Accessing MODIS data on Azure

MODIS provides Earth observation data in a wide spectral range, from 1999 to the present. The MODIS satellites image the Earth every one to two days, though individual products derived from MODIS data may have lower temporal resolutions. MODIS is administered by the National Aeronautics and Space Administration (NASA) and the US Geological Survey (USGS).

This dataset is stored in the East US Azure region, so this notebook will run most efficiently on Azure compute located in the same region. If you are using this data for environmental science applications, consider applying for an AI for Earth grant to support your compute requirements.

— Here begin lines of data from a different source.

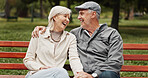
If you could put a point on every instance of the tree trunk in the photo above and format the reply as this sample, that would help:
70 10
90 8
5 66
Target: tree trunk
7 9
115 18
68 6
131 13
41 8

This notebook demonstrates access to MODIS surface reflectance data on Azure, but numerous other MODIS products are hosted on Azure and documented at aka.ms/ai4edata-modis.

Environment setup

In [6]:
import tempfile
import wget
import numpy as np
import matplotlib.pyplot as plt
import os

from azure.storage.blob import ContainerClient

modis_account_name = 'modissa'
modis_container_name = 'modis-006'
modis_account_url = 'https://' + modis_account_name + '.blob.core.windows.net/'
modis_blob_root = modis_account_url + modis_container_name + '/'

# This file is provided by NASA; it indicates the lat/lon extents of each
# MODIS tile.
#
# The file originally comes from:
#
# https://modis-land.gsfc.nasa.gov/pdf/sn_bound_10deg.txt
modis_tile_extents_url = modis_blob_root + 'sn_bound_10deg.txt'

temp_dir = os.path.join(tempfile.gettempdir(),'modis')
os.makedirs(temp_dir,exist_ok=True)
fn = os.path.join(temp_dir,modis_tile_extents_url.split('/')[-1])
wget.download(modis_tile_extents_url, fn)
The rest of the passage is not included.